Im Kantonsspital Luzern führen im wesentlichen folgende Operationsmethoden durch: - den laparoskopischen Roux-Y Magen-Bypass, welcher beide Prinzipien vereint - das laparoskopische Gastric Banding, welches ein rein restriktives Verfahren darstellt - Entfernung des Magenbandes und Bildung eines Roux-Y-Magen Bypass Die extremen Malabsorptionsverfahren, wie beispielsweise der biliopankreatische Bypass nach Scopinaro, führen wir nur in wenigen Fällen durch. Diese Operationsverfahren müssen besonders überlegt angewendet werden, da sie schwere Langzeitschäden (Mangelernährung, Leberzirrhose) verursachen können. Bedingungen vor einer Operation: Eine Operation wird im Kantonsspital nur zugestimmt nach einem Gespräch in der so genannten Interdisziplinären Adipositassprechstunde. Vertreten sind: - ein Endokrinologe (Facharzt für Hormone) - Psychiater - ein Chirurg Falls diese mit dem Patienten einer Operation zustimmen, muss ein Antrag auf eine Kostengutsprache bei der Krankenkasse gestellt werden. Hierzu gibt es eine gesetzliche Regelung welche Faktoren erfüllt sein müssen: - Rücksprache mit dem Vertrauensarzt oder Vertrauensärztin. - Der Patient oder die Patientin darf nicht älter sein als 60 Jahre. - Der Patient oder die Patientin hat einen Bodymass Index (BMI) von mehr als 40. - Eine zweijährige adäquate Therapie zur Gewichtsreduktion war erfolglos. Nach Erhalt der Kostengutsprache erfolgt vor der Operation eine Ausführliches Gespräch mit einer Ernährungsberaterin über den Kostaufbau nach Operation und den folgenden Wochen. An Voruntersuchungen erfolgt mindestens: - Magenspiegelung mit Ausschluss einer bakteriellen Besiedelung des Magens - Ultraschall mit der Frage nach Gallensteinen - Kontrastmittelschluck zur Darstellung der Speiseröhre und des Magens - Lungenfunktionstest - Laboruntersuchung - EKG - Röntgen des Brustkorbes

Roux-Y Magen-Bypass Der Roux-Y-Magen-Bypass gilt allgemein als Standardeingriff bei Morbider Adipositas. Hierzu liegen bereits über viele Jahre Erfahrungen vor. Diese Operation führen wir im Kantonsspital Luzern normalerweise laparoskopisch durch, das heisst mit Hilfe einer Kamera und mehreren kleinen Schnitten für die Arbeitsgeräte.
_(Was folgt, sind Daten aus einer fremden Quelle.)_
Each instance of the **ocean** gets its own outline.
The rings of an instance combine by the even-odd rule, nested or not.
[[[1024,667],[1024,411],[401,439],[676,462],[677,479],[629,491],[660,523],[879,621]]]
Durch eine Klammernaht am obersten Anteil des Magens wird eine kleine Magentasche gebildet. Anschliessend wird der Dünndarm an einer definierten Stelle durchtrennt. Das eine Ende wird an eine Öffnung der kleinen Magentasche genäht, das andere Ende mit dem restlichen Dünndarm verbunden (nach 1,5 bis 2,5m), so dass eine Y-förmige Schlinge entsteht (daher der Name, siehe Abbildung 1). Abbildung 1: Roux-Y Magen-Bypass Das Volumen der Magentasche ist auf 15 bis 30ml reduziert, der Ausgang der Magentasche hat einen Durchmesser von ca. 1 cm. Die eingenommene Nahrung gelangt zuerst in die kleine Magentasche, welche gedehnt wird und bereits nach einer kleinen Portion ein Sättigungs-Gefühl signalisiert. Durch die enge Durchtrittsöffnung kann die Nahrung nur langsam in den Dünndarm weitertransportiert werden. Durch das rasche Sättigungsgefühl kommt es zur Einnahme nur kleiner Essensportionen und damit zu einer insgesamt verminderten Nahrungsaufnahme. Zusätzlich zum Effekt der kleinen Magentasche wird die Verdauung durch Umgehung eines Teils des Dünndarmes reduziert. Dies trägt ebenfalls zur Gewichtsreduktion bei. Ausserdem tritt bei vielen der Patienten ein so genanntes Dumping auf: Bei Einnahme von Süssigkeiten kommt es durch die Entleerung direkt in den Dünndarm zu einem Gefühl des Unwohlseins und Schwäche. Die betroffenen Patienten schränken deshalb meist die Aufnahme von Süssigkeiten von selbst ein.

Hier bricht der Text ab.